Si bien podemos entender la cultura como el hombre manifestándose, “la cultura no es sólo la expresión del hombre manifestándose, sino que también involucra la transformación del hombre a través de su propia manifestación”[6](6).

El hombre no sólo se expresa a través de sus obras sino que sus obras, finalmente, lo transforman a él mismo. Así en la medida que pasa el tiempo el campesino se mimetiza con su medio, el obrero con su trabajo, el artista con su obra.

Esta es la razón última, en nuestra opinión, por la cual el trabajo debe ser expresión de la persona humana, porque de lo contrario el trabajador pierde su ser en la cosas. El trabajo deviene trabajo enajenado. Y es por esto, por un problema eminentemente cultural, que los gobiernos deben privilegiar y defender como primera meta y objetivo: el trabajo digno.

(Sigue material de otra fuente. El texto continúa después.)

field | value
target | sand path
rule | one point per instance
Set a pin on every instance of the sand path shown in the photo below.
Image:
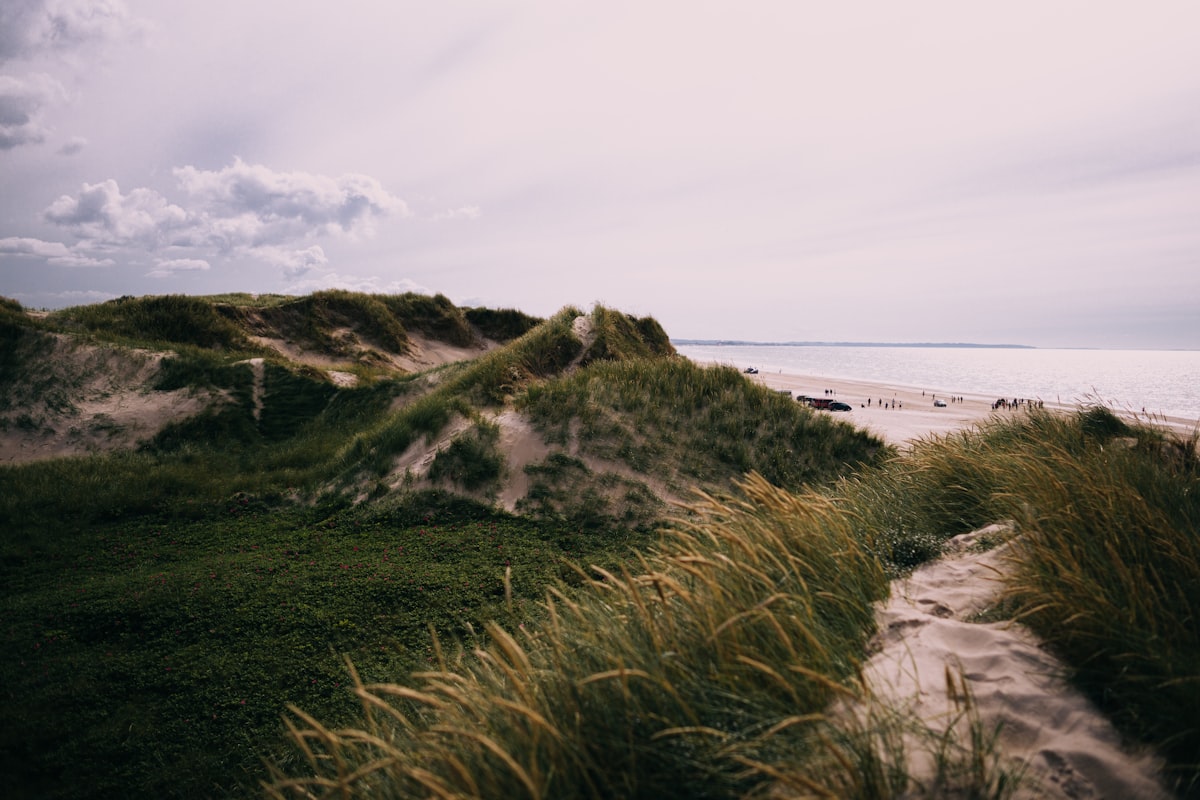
(927, 633)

Esta imbricación entre el hombre y sus productos en donde en un primer momento aquél quita lo que sobra de la piedra dura o el hierro amorfo para darle la forma preconcebida o si se quiere, para desocultar la forma, y, en un segundo momento se goza en su producto, para, finalmente, ser transformado, él mismo, como consecuencia de esa delectación, de ese sabor que es, como hemos visto, un saber. Ese saber gozado, experimentado es el que crea la cultura genuina.

Así la secuencia cultura, cultivo, enraizamiento, fruto, sabor,  sapiencia y cultura describe ese círculo hermenéutico que nos propusimos como objeto de este trabajo.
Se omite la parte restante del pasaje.